Opioids are being prescribed at record levels.  The rate of abuse from opiate based painkillers has been increasing drastically over the past 10 years. The problem is that these medications are being prescribed for ailments that can possibly be treated by other means. Health care professionals are prescribing these dangerous and addictive medications too easily and many times without researching other options first. The newest ailment on the list to be prescribed opiates is Restless Leg Syndrome or RLS.

Restless Leg Syndrome is defined by the U.S. National Library of Medicine as, “A disorder in which there is an urge or need to move the legs to stop unpleasant sensations". It most often occurs in middle-aged and older adults who claim to have stressful lives. It may occur more often in patients with diabetes, iron deficiency, and Parkinson's disease.

In a new placebo-controlled study, prolonged-release opioid treatment with an oxycodone-naloxone combination produced relief of symptoms in patients with severe restless legs syndrome. This new study is controversial because of the use of powerful medications for a syndrome that some medical professionals believe was "made up" by pharmaceutical companies to sell more drugs.

I am not saying that restless legs syndrome is not real. In my opinion, I feel using a powerful and addictive medication such as opiates to treat RLS is not a good idea. For example if you cut yourself, or get a bruise you will most likely be in some pain.  Prescribing a powerful opiate narcotic to treat the bruise or cut will most likely help ease the pain, but treating it with an opiate is an overkill.  That's how many professionals feel about prescribing an opioid for a common ache or pain.

Being a recovered addict myself, I know what it's like to be addicted.  I know how strong and powerful opiate addiction can be first hand and I think it is ridiculous to give someone an addictive substance unless 100% neccessary. How do we even know that opioids are the best way to treat a syndrome that hasn't been properly studied?  Unfortunately I see this as another way for big pharmaceutical companies to sell more opioids to the public and get them hooked on these medications.

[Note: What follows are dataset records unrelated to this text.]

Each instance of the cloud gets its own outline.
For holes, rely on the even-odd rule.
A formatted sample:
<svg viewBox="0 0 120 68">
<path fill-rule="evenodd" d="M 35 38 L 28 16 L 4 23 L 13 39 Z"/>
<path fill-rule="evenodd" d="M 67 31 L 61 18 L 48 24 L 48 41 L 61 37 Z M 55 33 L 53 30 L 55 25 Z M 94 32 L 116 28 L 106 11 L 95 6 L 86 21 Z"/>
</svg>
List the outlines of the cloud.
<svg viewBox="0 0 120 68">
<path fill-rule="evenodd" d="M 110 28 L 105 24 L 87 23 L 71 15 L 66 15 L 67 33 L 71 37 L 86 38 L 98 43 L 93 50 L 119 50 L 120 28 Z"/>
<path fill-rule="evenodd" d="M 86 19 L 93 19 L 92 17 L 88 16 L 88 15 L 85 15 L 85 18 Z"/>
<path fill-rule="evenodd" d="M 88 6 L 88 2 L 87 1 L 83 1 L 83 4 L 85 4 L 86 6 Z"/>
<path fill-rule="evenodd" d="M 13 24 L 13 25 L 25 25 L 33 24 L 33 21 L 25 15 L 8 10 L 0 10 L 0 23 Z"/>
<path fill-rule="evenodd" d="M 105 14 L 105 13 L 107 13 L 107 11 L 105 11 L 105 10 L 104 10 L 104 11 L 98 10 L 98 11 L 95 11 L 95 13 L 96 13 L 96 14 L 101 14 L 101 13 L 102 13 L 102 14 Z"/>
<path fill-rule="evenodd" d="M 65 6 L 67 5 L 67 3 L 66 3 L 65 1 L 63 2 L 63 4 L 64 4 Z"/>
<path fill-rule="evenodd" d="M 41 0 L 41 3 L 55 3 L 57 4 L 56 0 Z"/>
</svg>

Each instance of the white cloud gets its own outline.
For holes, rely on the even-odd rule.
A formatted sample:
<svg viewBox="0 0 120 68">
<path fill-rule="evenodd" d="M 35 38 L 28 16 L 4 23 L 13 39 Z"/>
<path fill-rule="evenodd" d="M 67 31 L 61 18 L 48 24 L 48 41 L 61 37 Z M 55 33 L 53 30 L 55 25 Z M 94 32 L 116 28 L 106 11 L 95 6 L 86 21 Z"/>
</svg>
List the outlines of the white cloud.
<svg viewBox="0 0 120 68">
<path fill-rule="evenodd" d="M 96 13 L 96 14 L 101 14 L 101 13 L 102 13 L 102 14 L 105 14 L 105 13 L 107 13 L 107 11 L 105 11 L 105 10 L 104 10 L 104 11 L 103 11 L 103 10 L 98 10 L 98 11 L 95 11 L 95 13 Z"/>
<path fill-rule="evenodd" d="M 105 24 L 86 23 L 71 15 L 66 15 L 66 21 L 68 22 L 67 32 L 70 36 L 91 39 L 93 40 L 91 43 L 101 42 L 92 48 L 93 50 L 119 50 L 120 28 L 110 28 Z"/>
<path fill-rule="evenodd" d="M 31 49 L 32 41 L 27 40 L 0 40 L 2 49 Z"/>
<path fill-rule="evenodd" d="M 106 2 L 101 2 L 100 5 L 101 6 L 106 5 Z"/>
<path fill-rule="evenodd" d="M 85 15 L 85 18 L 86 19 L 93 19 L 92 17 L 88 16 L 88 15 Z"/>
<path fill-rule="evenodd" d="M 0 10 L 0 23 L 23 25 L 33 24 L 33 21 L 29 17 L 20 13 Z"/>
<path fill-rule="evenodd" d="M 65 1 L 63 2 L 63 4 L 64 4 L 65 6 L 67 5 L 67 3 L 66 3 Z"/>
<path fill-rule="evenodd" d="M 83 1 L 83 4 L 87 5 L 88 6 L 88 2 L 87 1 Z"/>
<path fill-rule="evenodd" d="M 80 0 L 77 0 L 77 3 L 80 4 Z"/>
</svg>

The opioid pharmaceutical market is a billion dollar industry. Their job is to make as much money as possible for their shareholders, and owners of the company.  From a business standpoint, these companies are looking to be as profitable as possible and are looking for new ways to sell more prescriptions.  I think it's important for medical professionals and the health care industry to look at alternatives and do more research on RLS.  Also, it is important to realize that doctors can not tell if someone is suffering from restless legs syndrome, as there is no test. This just becomes another excuse for addicts to get their hands on powerful narcotics legally. The whole thought of this makes me worry.  I know how dangerous an opiate addiction could be, and I'd hate to see more people fall into the vicious cycle of addiction.